2.8 Adjoint callback interface

The adjoint callback interface supports

2.9 User-defined local Jacobians interface

Externally preaccumulated partial derivatives can be inserted directly into the tape for use within subsequent interpretations.

3 Second- and Higher-order Tangent Mode

3.1 Generic second-order scalar tangents

Instantiation of the generic first-order scalar tangent data type with the generic first-order scalar tangent data type over a non-derivative base data type yields the second-order scalar tangent data type. It enables the computation of scalar projections of the Hessian $\nabla^2 f \in D^{m \times n \times n}$ in its two domain dimensions of length $n$ as $$ \mathbf{y}^{(1,2)}=\langle \nabla^2 f,\mathbf{x}^{(1)},\mathbf{x}^{(2)}\rangle \equiv \left(\mathbf{x}^{{(1)}^T} \cdot \left [\nabla^2 f \right ]_i^{*,*} \cdot \mathbf{x}^{(2)} \right)_{i=0,\ldots,m-1} \in D^m $$ for $\mathbf{x}^{(1)}, \mathbf{x}^{(2)} \in D^n$ over arbitrary base data types $D$. The computational cost of accumulating the whole Hessian over $D$ becomes $O(n^2) \cdot \text{Cost}(f)$ with both $\mathbf{x}^{(1)}$ and $\mathbf{x}^{(2)}$ ranging independently over the Cartesian basis vectors in $D^n.$

3.2 Generic second-order vector tangents

Instantiation of the generic first-order vector tangent data type with the generic first-order vector tangent data type over a non-derivative base data type yields the second-order scalar tangent data type. It enables the computation of vector projections of the Hessian $\nabla^2 f \in D^{m \times n \times n}$ in its two domain dimensions of length $n$ as $$ Y^{(1,2)}=\langle \nabla^2 f,X^{(1)},X^{(2)}\rangle \equiv \left(X^{{(1)}^T} \cdot \left [\nabla^2 f \right ]_i^{*,*} \cdot X^{(2)} \right)_{i=0,\ldots,m-1} \in D^{m \times l_1 \times l_2} $$ for $X^{(1)} \in D^{n \times l_1},$ $X^{(2)} \in D^{n \times l_2}$ over arbitrary base data types $D$. The computational cost of accumulating the whole Hessian over $D$ remains equal to $O(n^2) \cdot \text{Cost}(f)$ with both $X^{(1)}$ and $X^{(2)}$ set equal to the identities in $D^n.$

3.3 Other generic second-order tangents

Instantiation of the generic first-order vector tangent data type with the generic first-order scalar tangent data type over a non-derivative base data type yields a second-order tangent data type. Similarly, instantiation of the generic first-order scalar tangent data type with the generic first-order vector tangent data type over a non-derivative base data type yields a second-order tangent data type.

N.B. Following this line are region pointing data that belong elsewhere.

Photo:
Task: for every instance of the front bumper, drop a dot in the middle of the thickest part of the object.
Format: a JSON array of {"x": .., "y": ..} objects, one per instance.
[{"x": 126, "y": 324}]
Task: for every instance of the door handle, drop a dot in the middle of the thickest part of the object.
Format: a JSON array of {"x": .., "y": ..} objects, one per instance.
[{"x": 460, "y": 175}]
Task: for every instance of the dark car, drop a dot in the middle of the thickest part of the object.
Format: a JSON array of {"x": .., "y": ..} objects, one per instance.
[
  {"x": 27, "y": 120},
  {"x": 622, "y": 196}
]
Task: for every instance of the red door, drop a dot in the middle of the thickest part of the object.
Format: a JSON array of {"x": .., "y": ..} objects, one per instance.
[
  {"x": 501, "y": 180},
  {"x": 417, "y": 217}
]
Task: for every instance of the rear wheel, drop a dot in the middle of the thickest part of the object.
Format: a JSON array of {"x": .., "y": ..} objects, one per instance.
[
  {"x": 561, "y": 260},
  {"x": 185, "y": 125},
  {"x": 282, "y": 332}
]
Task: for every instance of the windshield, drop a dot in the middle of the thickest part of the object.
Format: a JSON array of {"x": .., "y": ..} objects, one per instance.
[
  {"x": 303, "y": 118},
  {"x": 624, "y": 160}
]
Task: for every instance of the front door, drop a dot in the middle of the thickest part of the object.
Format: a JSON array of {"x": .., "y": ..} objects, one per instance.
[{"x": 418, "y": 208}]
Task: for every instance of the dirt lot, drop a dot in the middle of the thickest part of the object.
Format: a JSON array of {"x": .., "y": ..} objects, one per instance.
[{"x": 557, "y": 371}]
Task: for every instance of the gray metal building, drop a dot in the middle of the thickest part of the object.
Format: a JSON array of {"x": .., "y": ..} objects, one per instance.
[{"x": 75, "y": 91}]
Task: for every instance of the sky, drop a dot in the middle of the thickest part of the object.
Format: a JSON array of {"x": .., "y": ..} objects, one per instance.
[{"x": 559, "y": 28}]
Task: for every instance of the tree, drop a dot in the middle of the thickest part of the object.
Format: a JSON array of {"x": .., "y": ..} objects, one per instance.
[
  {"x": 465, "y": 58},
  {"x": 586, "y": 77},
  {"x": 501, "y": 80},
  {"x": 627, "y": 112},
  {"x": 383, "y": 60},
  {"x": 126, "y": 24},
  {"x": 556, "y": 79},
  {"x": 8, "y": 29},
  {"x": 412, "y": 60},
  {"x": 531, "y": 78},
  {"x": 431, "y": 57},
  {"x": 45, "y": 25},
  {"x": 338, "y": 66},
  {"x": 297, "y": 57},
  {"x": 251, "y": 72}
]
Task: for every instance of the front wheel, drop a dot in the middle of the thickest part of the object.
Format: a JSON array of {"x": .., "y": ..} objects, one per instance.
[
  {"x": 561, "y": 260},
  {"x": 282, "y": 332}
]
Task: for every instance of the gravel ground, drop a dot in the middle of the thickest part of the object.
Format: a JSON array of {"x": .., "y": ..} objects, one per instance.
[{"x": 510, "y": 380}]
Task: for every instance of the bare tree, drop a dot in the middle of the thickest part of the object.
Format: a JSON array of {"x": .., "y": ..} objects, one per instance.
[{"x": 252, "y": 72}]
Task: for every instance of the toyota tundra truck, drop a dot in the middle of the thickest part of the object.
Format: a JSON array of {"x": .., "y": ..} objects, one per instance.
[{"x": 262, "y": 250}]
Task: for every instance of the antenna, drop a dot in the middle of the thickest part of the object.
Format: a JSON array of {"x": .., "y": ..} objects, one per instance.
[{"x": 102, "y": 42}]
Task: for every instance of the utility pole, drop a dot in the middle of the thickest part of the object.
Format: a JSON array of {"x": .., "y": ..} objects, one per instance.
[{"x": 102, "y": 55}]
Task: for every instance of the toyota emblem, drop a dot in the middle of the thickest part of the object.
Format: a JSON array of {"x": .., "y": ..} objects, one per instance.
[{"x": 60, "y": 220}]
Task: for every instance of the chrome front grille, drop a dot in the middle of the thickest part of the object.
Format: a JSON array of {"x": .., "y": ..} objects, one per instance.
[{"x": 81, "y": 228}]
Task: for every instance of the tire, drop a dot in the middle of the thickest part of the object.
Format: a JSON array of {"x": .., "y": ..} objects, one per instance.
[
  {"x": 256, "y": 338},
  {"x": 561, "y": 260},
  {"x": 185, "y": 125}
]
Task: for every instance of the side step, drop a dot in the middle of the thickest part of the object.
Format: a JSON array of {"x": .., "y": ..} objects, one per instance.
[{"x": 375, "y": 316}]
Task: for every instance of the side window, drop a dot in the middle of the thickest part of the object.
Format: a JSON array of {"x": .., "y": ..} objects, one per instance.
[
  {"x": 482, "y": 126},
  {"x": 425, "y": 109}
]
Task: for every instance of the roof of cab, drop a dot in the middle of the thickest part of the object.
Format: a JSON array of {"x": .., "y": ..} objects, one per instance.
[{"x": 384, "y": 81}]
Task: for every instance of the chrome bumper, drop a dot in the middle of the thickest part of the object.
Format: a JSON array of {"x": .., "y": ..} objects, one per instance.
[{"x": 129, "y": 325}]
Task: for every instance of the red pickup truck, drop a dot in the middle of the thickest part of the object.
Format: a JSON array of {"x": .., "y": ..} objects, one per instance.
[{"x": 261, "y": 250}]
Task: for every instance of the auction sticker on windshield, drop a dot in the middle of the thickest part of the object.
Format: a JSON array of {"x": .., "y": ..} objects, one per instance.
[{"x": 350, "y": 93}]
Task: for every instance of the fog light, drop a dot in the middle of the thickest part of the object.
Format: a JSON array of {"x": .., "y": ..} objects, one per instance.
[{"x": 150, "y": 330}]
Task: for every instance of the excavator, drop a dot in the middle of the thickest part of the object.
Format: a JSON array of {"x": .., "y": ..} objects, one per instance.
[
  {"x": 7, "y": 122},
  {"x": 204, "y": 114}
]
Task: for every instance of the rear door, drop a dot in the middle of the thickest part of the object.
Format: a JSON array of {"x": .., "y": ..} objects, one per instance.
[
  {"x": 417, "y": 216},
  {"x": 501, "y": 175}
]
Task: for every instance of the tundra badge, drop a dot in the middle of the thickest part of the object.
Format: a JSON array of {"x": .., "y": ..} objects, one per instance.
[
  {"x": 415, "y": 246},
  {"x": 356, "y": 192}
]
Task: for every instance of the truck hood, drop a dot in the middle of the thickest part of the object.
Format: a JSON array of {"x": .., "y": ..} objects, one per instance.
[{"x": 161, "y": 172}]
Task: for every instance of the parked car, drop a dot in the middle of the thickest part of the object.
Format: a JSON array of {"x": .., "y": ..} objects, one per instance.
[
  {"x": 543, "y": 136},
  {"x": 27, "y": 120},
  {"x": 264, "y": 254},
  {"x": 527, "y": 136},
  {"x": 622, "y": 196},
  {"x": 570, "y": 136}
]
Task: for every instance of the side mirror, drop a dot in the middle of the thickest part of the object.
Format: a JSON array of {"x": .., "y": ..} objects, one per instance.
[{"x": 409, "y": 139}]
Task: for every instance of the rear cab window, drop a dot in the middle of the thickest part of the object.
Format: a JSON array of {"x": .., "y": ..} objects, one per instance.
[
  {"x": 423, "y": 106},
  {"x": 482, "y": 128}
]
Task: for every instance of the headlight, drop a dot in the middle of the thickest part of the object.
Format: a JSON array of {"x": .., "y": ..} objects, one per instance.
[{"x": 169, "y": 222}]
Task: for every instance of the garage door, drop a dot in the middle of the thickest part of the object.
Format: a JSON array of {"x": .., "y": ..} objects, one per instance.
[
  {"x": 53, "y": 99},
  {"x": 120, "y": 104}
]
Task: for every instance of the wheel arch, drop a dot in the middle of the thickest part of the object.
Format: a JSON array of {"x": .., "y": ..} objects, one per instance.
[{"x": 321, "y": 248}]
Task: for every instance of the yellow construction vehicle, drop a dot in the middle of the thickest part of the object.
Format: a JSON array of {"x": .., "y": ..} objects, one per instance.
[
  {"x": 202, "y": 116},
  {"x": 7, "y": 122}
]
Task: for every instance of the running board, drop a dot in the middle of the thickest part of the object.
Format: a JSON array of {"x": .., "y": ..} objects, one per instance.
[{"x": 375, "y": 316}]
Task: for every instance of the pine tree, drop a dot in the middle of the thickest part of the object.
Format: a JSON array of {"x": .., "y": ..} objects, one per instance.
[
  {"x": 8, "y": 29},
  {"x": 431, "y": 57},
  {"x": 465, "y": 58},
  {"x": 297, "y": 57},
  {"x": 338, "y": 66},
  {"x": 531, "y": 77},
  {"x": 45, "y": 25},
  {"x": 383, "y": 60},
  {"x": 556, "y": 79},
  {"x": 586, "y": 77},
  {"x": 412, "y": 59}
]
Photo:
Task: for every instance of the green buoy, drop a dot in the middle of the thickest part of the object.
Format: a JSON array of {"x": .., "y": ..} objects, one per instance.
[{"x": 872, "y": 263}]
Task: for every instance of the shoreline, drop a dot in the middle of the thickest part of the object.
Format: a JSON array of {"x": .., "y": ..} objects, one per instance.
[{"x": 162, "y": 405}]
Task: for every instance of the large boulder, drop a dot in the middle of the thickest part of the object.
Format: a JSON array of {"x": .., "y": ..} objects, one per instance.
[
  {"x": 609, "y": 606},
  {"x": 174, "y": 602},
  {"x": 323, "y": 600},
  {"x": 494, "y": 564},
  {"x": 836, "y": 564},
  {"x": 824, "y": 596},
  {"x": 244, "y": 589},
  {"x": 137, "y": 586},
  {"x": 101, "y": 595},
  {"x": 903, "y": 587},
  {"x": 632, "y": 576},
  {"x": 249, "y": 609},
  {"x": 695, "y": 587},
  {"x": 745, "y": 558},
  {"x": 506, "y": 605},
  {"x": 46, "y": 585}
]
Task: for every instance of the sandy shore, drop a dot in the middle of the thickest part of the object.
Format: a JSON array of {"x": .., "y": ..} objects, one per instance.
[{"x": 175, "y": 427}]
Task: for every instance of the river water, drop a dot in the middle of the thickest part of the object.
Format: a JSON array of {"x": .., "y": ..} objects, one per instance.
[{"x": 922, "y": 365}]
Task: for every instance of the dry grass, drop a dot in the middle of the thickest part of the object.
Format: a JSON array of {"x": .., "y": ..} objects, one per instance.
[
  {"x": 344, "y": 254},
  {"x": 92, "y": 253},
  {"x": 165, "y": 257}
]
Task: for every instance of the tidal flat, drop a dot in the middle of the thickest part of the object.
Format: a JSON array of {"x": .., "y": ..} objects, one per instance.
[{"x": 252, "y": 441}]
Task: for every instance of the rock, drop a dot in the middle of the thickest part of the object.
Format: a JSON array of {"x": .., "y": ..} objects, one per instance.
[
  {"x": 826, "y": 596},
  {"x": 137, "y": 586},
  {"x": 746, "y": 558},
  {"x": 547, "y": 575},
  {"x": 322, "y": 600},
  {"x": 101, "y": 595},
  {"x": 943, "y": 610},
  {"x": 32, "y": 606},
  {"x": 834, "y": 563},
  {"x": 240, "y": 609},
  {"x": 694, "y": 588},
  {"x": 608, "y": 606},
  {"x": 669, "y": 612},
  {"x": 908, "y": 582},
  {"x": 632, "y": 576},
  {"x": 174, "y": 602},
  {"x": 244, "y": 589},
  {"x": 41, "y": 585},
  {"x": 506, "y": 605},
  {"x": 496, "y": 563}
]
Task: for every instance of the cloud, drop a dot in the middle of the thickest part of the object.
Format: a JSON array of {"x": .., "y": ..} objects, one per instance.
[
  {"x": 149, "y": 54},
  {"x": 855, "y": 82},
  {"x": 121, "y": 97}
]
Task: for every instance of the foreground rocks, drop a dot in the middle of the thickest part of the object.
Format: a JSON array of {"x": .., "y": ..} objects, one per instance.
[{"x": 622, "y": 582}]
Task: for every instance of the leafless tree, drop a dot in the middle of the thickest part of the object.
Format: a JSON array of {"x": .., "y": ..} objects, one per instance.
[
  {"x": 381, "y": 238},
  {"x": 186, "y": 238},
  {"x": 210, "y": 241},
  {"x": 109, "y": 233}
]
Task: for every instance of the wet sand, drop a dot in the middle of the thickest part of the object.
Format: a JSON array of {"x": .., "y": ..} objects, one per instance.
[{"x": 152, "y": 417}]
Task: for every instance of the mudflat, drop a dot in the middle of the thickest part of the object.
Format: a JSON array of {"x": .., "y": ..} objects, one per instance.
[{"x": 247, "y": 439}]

3.4 Generic third- and higher-order tangents

Instantiation of tangent types with $k$th-order tangent types yields $(k+1)$th-order tangent types.

4 Second- and Higher-order Adjoint Mode

4.1 Generic second-order scalar adjoints

Instantiation of the generic first-order scalar adjoint data type with the generic first-order scalar tangent data type over a non-derivative base data type yields a second-order scalar adjoint data type. It enables the computation of scalar projections of the Hessian $\nabla^2 f \in D^{m \times n \times n}$ in its image and one of its domain dimensions as $$ \mathbf{x}_{(1)}^{(2)}=\langle \mathbf{y}_{(1)},\nabla^2 f,\mathbf{x}^{(2)}\rangle \equiv \left(\mathbf{y}_{(1)}^T \cdot \left [\nabla^2 f \right ]_*^{j,*} \cdot \mathbf{x}^{(2)} \right)_{j=0,\ldots,n-1} \in D^n $$ for $\mathbf{y}_{(1)} \in D^m$ and $\mathbf{x}^{(2)} \in D^n$ over arbitrary base data types $D$. The computational cost of accumulating the whole Hessian over $D$ becomes $O(m\cdot n) \cdot \text{Cost}(f)$ with $\mathbf{y}_{(1)}$ and $\mathbf{x}^{(2)}$ ranging over the Cartesian basis vectors in $D^m$ and $D^n$, respectively.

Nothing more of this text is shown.